Once upon a time – it seems to me – I had a life outside of my job. That’s not so much the case anymore. Jes and I have three half watched movies right now from Netflix. I make it about halfway through a movie and I have to go to sleep. Since Jes hasn’t been working yet – school starts back next week for her – she has reverted to her night owl schedule, which means that sometimes she is just going to bed when I am getting up in the morning (right around four). She loves this simpatico in our schedules (insert ironic chuckle here).

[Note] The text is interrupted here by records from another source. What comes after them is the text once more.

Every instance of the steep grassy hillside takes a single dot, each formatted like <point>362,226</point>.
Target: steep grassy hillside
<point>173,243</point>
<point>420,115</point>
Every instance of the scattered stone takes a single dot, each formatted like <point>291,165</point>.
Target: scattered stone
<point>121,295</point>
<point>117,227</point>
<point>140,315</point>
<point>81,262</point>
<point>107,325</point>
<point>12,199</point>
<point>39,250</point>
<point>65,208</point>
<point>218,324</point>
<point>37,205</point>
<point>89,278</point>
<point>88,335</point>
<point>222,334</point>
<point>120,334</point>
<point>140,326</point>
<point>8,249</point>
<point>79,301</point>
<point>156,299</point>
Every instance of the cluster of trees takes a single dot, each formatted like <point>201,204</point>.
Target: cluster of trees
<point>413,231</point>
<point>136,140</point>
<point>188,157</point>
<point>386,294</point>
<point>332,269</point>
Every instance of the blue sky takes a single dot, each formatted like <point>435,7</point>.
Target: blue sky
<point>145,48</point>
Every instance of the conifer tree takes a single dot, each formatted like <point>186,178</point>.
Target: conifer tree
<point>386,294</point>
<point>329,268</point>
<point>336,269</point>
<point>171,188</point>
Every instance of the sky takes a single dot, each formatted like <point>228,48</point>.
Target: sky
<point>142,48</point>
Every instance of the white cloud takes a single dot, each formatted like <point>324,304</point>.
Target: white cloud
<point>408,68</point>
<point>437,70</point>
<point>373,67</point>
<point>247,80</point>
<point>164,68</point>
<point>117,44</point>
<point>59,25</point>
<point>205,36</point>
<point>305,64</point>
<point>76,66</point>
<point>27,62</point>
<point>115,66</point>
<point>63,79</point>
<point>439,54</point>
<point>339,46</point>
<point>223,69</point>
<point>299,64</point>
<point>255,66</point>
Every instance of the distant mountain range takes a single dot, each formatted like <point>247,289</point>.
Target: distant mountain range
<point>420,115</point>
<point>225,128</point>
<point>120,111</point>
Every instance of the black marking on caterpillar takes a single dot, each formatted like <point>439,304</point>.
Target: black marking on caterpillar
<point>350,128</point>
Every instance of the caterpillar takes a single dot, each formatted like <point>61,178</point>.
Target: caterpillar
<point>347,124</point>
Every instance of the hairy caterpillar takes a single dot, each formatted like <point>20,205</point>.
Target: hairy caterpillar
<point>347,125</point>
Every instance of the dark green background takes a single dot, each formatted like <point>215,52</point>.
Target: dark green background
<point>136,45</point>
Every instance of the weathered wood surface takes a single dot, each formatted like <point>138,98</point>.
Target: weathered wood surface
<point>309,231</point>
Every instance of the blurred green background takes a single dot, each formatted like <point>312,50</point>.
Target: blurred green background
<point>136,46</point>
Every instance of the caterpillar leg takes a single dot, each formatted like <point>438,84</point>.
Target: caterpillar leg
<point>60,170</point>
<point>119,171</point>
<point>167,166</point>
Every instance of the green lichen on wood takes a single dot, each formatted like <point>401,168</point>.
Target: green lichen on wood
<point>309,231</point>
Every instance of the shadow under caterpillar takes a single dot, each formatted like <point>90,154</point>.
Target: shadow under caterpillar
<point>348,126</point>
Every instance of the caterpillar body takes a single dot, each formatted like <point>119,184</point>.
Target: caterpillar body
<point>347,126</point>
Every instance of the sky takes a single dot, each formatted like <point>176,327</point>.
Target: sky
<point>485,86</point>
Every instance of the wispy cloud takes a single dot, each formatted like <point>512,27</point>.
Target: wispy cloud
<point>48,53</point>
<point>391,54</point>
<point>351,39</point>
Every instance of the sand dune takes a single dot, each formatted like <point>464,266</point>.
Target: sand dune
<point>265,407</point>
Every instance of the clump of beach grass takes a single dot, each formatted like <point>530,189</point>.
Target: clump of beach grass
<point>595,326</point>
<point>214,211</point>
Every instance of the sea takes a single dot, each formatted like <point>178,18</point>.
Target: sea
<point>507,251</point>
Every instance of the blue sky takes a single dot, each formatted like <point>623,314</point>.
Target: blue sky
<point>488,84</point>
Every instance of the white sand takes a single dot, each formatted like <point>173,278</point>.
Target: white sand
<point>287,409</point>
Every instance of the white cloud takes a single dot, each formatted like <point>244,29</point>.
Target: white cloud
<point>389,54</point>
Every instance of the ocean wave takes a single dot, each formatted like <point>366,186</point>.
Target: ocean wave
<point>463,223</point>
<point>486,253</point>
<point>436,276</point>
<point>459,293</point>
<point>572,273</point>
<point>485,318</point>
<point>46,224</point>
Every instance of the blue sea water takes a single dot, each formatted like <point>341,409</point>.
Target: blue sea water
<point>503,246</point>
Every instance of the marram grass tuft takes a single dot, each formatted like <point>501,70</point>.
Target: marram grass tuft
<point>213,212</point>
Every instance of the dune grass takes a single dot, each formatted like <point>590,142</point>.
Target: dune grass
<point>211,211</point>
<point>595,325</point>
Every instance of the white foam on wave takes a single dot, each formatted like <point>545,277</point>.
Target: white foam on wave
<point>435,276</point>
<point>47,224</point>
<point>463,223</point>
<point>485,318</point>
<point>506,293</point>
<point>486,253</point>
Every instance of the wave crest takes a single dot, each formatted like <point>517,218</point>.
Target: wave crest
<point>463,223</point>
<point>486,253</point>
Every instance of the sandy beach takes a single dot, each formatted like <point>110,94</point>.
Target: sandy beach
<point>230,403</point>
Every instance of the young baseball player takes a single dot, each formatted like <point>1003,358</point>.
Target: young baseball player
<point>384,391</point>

I am only able to type this because when I got home tonight I fell immediately asleep. I slept for two hours, so I have a rare window of recharged consciousness before I crash out again. It will continue like this until the summer. My school doesn’t even have a Spring Break, just the odd three day weekend (Easter) or longed for snow day (which we just have to make up in the summer anyway); one and a half down, seventeen and some to go.

I was at Goodwill the other day, browsing in the toys section, and there was a heavy duty play rug for a child’s playroom. The rug was Winnie the Pooh themed and had scenes from various stories that children could use as settings for their imaginations. The child sits on the rug and imagines that they are chasing bees by the old tree or watching Pooh get carried away by the big red balloon. There are little roads so that they can drive their cars from tableau to tableau.

It occurred to me tonight that I could get one of those rugs made depicting scenes from my life when I had more of a life. Instead of the house at Pooh corner I could have a little picture of the Dukum Inn and maybe a little Shoot-A-Rack in another corner. I could have the Saratoga bowling alley and Tiffany’s diner with a little picture of a breakfast platter slathered in week old chili. I could sit on the rug in my front room and wistfully imagine a time when I went places other than work or the grocery store.

Is this part of the reason why people have children, so they have something to do since they are going to just be sitting around at home anyway? Sometimes work is just too much work, and I am living to work right now rather than working to live. It’s a good thing I love my job, it’s just that my former life and my loving wife miss me. Perhaps when we solve the commute things will be better.